Jan 27, 2009

Joanna Newsom

I think she looks in this video like a character from a mute film.



so magical.
I find her Ys album to be unbelievably wonderful.
(but it did take a while to get used to her voice.)

in fact I feel like putting this other video of hers here too. I want to create a little collection of videos that I think children can enjoy without having all those youtube temptations on the side bar that are often not at all suitable for them. so this one I showed my children and my daughter loved it. of course she doesn't speak any English, so I could forget about one type of content related worry..

Jan 26, 2009

super!

look what I found.
check out her flickr for more.

Jan 10, 2009

Felting workshop: day 4

On the final day we made hats. Again I left my camera at home and arrived 2 and a half hours too late... (morning traffic + frantic children). So again I only have pictures of the final product at home.

I had 2 grand ideas, one that Karmit dismissed immediately with a big lough (a 3D cloud hat with a rainbow and a big sun at the back) and one that I actually tried but abandoned: it was a rectangular hat with on the top a sun on one side and a moon on the other. the moon was going to be half black and half white, as if it's being lit by the sun, and I was going to draw trees and houses on the hat itself with pre-felted pieces. but making a half black-half white ball for a moon wasn't working at all, and after 2 different tries I turned to the final, simpler idea of a rabbit's ears hat.


I made a plastic template in the shape of the hats profile (only larger), and another template for the ears. first I laid the wool for the ears and sort of half felted them, except at their base, where they were to connect to the hat. I laid some white wool along the inside of the ears that remained unfelted, to imitate the furry bits of the ears. 
 

then I took the template out of them and placed them on the hat's template, opening and flattening the wool of the ear's bases. and then I covered the ear's bases and the rest of the template with wool and felted the whole thing. I used a plastic sheet to separate the ears from the rest of the hat, so they don't accidentally get felted together.
Finally I cut open the part of the hat's opening, took the template out and worked the middle line, where the template's edge used to be, until it looked seamless. then the fulling stage, to give it a good shape and shrink it to the right size. I stopped fulling when I could wear it and I kept it on my head all the way home, but couldn't resist shrinking it further to fit my children.


felting workshop: day 3

Unfortunately I couldn't be there at the second day, the day that was dedicated to stuffed felt animals. there's a Flickr group for this workshop and I hope soon there will be more photos available from the other participants. I forgot to bring my camera to the third and fourth day :-(, so I can only post photos that I took at home later.
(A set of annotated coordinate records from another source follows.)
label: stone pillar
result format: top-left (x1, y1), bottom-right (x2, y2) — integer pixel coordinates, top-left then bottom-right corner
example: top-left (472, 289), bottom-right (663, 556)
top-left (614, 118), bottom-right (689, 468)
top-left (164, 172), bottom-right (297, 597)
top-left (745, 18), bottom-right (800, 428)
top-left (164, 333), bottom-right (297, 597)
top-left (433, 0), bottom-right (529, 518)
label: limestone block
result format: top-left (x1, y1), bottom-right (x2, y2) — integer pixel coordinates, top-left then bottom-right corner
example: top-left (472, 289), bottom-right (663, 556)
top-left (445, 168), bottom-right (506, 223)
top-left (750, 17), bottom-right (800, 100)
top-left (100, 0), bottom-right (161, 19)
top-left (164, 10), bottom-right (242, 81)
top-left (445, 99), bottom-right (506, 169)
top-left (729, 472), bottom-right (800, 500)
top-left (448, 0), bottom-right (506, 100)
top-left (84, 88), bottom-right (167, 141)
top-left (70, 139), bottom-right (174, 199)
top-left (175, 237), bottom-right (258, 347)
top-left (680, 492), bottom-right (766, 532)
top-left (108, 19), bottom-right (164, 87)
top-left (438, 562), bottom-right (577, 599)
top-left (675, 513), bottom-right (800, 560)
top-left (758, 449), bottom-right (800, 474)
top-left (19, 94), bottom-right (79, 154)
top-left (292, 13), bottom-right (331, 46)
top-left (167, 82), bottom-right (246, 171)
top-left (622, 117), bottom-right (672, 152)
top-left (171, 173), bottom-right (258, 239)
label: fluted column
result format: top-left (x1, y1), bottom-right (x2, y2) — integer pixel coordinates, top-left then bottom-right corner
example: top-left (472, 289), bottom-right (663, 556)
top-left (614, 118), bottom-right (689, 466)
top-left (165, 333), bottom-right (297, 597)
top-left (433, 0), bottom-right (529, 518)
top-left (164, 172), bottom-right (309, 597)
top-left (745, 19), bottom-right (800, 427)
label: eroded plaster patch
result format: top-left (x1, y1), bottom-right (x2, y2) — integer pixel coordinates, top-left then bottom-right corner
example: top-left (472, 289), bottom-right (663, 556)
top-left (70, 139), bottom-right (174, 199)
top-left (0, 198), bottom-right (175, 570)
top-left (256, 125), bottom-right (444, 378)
If there will be more process images later on on the group I'll link them here.
On the third day we were focusing on surfaces. It was hard to decide what to make, I saw the amazing animals that they had made the previous day and got all confused. finally I decided to make a felt drawing for my children's room. usually I don't like the aesthetics of the anthroposophic felt drawings, so it was a strange decision to take, and it was a hard project to dive into - because it is the material that dictates much of the look.
I was planning on a circular surface with a general whitish wash over a gradient from grey in the sky to brown on the ground, and 3 dimensional bubbles for clouds, and a tree. I soon discovered that a smooth gradient is almost impossible with wool. when laying thin pieces of wool and then felting, it just gets the shape of the wet wool, bunches of hair. finally it became mostly white.
I felted the clouds on half balls in various sizes and later took them out.


Halfway I was not very pleased with the the way the colors didn't work how I wanted, and I felt like I'm getting a regular felt drawing. but then I added the tree. I used pre-felted pieces of brown (for the trunk), greens and light brown (for the leaves) and orange (fruits), which I cut into rounds that communicated with the bally clouds. finally I was more at home in this more graphic precise world. but when I felted the rounds lost their shape and the little orange ones nearly disappeared. It seems that the orange I was using for them was not very cooperative in getting felted. I was using a thin net when felting, to keep the wool in place as much as possible. still, it moved around a bit.

At the end I cut the whole thing to a circle. I quiet like the tension between the organic forms of the felting and the hard scissor cut.

Jan 9, 2009

cheap organic





Jan 6, 2009

New Year

It's a late Happy New Year. It hasn't started so very happy where I live.
My wish for this year is for this war, this stupid stupid war to end as quickly as possible. I hope our leaders would be less self-absorbed and short-sighted. I wish my people would dare to object and to think and see beyond their inherited fears. I hope we could all look into the past every once in a while and learn from the things that had already happened, it despairs me to see how people avoid those so important lessons and prefer to plunge into senseless violent actions in the name of some empty slogan or religion or the fear of the different.

I'm watching an interesting and important series called The Power of Nightmares, and it's so painfully relevant to our life here. 


And for some more personal resolutions. In this coming year I would like to be able to be creative and productive without any inhibitions. I would like to take more time for myself and to return to a more concentrated creative mode, one that I haven't been in since my studying years. and to be more chill.